The primary reason for presenting this show at this time is that it’s fun and funny. And people need to laugh. It’s healthy. People respect Shakespeare and his work, of course, but we feel much of the richness is lost on contemporary audiences — quite naturally — because of archaic language and constructions, and lack of knowledge of customs and history easily familiar to Elizabethans. Today’s audience for Shakespeare loses a lot due to some natural self-consciousness when sitting through a two or three hour even well-made production. Our production is meant to reduce this strain and give a contemporary audience the full delightful flavor of Shakespearean theatre in just short of an hour in a modern, most digestible way.
Thomas D. White, co-director/co-playwright
The Question House
Produced by Breadbasket Productions
The Question House is the story of a little consulting firm with a big secret: the people who work there must speak only in questions or risk being struck dead by the hand of God. Or, at least, that's what owner and operator Harvey Krytz and his loyal secretary Margaret want everyone to think. Is Krytz crazy? What will happen if someone ends a sentence with a period? Audiences should prepare to laugh and squirm as they're sucked into a world in which the stakes are alarmingly high every time any character opens his mouth.
The Question House is the perfect farce for today's economic climate.

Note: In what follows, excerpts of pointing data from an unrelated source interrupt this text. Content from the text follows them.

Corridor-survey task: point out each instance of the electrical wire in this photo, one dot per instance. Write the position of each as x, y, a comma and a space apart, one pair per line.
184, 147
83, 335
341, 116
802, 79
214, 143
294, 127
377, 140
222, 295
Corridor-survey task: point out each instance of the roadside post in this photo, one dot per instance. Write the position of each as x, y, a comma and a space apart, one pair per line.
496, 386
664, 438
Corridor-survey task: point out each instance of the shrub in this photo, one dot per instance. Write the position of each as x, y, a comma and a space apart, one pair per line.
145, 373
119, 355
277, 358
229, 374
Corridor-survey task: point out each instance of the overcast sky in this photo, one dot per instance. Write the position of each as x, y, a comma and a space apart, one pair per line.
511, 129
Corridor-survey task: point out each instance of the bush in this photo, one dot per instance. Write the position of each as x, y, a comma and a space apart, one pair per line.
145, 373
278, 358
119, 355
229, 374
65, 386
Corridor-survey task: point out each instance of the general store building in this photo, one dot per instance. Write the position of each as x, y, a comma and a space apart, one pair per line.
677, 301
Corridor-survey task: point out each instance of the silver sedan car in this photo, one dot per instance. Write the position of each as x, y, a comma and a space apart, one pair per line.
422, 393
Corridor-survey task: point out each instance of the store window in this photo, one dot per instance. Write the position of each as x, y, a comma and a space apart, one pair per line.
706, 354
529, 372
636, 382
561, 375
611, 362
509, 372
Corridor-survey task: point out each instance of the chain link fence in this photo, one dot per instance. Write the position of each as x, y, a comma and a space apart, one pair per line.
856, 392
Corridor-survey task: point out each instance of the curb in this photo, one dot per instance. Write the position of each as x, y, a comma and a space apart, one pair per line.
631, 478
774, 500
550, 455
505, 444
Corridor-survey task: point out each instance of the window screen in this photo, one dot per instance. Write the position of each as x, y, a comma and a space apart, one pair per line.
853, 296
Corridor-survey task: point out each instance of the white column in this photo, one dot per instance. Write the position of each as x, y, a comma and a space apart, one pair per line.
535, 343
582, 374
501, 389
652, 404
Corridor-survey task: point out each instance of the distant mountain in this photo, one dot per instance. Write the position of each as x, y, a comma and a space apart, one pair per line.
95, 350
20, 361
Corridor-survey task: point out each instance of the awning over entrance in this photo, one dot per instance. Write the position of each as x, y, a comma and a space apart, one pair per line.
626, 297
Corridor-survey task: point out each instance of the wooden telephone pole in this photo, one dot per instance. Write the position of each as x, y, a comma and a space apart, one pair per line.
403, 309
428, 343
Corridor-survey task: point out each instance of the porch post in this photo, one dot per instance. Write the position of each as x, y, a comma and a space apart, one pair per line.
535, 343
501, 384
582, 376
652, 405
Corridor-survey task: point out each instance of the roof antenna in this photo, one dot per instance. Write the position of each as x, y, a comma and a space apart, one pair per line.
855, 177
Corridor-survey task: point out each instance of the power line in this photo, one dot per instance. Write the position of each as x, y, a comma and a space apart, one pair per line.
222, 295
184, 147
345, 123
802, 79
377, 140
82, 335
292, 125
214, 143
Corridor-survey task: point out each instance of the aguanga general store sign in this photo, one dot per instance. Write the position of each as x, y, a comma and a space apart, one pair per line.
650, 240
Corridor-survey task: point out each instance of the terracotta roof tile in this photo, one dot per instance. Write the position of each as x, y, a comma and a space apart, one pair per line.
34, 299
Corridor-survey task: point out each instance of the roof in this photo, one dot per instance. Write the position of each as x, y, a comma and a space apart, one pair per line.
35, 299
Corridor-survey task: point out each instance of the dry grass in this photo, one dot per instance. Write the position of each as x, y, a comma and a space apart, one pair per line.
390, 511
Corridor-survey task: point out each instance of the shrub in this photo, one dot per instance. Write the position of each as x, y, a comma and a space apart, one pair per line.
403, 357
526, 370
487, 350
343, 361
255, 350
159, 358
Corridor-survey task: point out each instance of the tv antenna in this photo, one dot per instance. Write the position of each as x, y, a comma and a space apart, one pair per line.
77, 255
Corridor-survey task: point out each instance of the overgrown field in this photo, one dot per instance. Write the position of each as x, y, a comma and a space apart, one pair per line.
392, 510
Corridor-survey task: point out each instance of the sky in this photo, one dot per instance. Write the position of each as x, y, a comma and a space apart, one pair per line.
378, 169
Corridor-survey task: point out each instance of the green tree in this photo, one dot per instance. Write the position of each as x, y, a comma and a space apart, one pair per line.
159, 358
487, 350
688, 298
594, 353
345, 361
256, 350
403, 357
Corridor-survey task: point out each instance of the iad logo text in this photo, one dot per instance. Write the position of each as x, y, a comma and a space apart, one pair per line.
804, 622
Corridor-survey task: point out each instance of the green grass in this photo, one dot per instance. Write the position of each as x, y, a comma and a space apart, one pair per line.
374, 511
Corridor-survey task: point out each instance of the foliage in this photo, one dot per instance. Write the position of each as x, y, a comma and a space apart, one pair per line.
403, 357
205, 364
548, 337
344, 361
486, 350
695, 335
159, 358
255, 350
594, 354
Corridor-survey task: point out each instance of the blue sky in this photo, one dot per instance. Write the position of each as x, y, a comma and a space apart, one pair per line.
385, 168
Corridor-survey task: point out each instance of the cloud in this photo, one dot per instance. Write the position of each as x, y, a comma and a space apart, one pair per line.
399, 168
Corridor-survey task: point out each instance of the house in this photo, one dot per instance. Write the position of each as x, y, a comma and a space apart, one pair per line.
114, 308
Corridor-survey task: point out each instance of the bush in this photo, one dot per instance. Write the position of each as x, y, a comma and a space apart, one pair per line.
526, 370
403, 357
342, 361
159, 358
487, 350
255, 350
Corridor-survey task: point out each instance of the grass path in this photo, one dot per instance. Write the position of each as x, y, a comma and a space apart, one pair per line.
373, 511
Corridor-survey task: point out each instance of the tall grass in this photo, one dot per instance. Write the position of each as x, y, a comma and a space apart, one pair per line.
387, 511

It's about a boss who can't quite reconcile some unorthodox business practices with Jewish law (à la Bernie Madoff?), a secretary trying desperately to limit the damage, an agent of the law who doesn't know which end is up, and underlings who will do just about anything to hang onto a job. With the recession in full swing out there, getting to know the employees of The Question House may just make you feel a little better about your own job…or see the upside of unemployment.
I wrote The Question House when I was a college student, apparently filled with anxiety about what the corporate world might hold in store for me after graduation. Now, almost 10 years later, with corporate budgets being slashed right and left, anxiety about employment is a lot more commonplace. It may be a bad time to be a consultant, but it's a great time to revive this play. I am very glad that Catherine Siracusa and the members of the HB ensemble — especially Cam Kornman, who hung onto this script for eight years, waiting for a full production — were up for doing exactly that.